Because of PROT_GROWSDOWN, the kernel adjusts the start of the range down automatically. It is potentially problematic if the top of the stack is more than a page away and you want the whole stack coloured. I haven't run a test but my reading of the kernel code is that the stack vma would be split in this scenario, so the range beyond sp+page_sz won't have PROT_MTE set. My assumption is that if you do this during program start, the stack is smaller than a page. Alternatively, could we use argv or envp to determine the top of the user stack (the bottom is taken care of by the kernel)?
quoted
I'm fine, however, with enabling PROT_MTE on the main stack based on some ELF note.note that would likely mean an elf note on the dynamic linker (because a dynamic linked executable may not be loaded by the kernel and ctors in loaded libs run before the executable entry code anyway, so the executable alone cannot be in charge of this decision) i.e. one global switch for all dynamic linked binaries.
I guess parsing such note in the kernel is only useful for static binaries.
i think a dynamic linker can map a new stack and switch to it if it needs to control the properties of the stack at runtime (it's wasteful though).
There is already user code to check for HWCAP2_MTE and the prctl(), so adding an mprotect() doesn't look like a significant overhead.
and i think there should be a runtime mechanism for the brk area: it should be possible to request that future brk expansions are mapped as PROT_MTE so an mte aware malloc implementation can use brk. i think this is not important in the initial design, but if a prctl flag can do it that may be useful to add (may be at a later time).

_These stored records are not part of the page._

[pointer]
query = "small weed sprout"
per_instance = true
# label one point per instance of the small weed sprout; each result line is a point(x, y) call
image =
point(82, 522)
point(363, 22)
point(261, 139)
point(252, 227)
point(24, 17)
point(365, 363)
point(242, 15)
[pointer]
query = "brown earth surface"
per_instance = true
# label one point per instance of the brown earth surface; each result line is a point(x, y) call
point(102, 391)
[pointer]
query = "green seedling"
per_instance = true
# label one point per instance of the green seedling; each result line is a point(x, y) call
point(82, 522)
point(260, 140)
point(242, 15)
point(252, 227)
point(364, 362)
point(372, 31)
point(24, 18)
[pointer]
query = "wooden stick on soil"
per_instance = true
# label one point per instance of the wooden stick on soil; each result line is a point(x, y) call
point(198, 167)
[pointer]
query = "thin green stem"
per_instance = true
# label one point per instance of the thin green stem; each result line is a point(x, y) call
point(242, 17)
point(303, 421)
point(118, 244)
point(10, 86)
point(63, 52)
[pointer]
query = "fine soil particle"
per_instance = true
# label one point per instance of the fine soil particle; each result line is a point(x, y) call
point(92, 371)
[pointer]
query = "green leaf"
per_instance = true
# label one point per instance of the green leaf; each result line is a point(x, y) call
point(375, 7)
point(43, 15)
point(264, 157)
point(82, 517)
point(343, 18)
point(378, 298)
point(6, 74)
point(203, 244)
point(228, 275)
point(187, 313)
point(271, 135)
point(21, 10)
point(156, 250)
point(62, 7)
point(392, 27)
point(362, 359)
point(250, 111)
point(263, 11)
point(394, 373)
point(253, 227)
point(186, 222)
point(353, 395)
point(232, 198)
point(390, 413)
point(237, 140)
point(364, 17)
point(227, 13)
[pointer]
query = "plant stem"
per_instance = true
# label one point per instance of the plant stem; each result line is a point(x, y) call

Looking at the kernel code briefly, I think this would work. We do end up with two vmas for the brk, only the expansion having PROT_MTE, and I'd to find a way to store the extra flag. From a coding perspective, it's easier to just set PROT_MTE by default on both brk and initial stack ;) (VM_DATA_DEFAULT_FLAGS).
(and eventually there should be a way to use PROT_MTE on writable global data and appropriate code generation that takes colors into account when globals are accessed, but that requires significant ELF, ld.so and compiler changes, that need not be part of the initial mte design).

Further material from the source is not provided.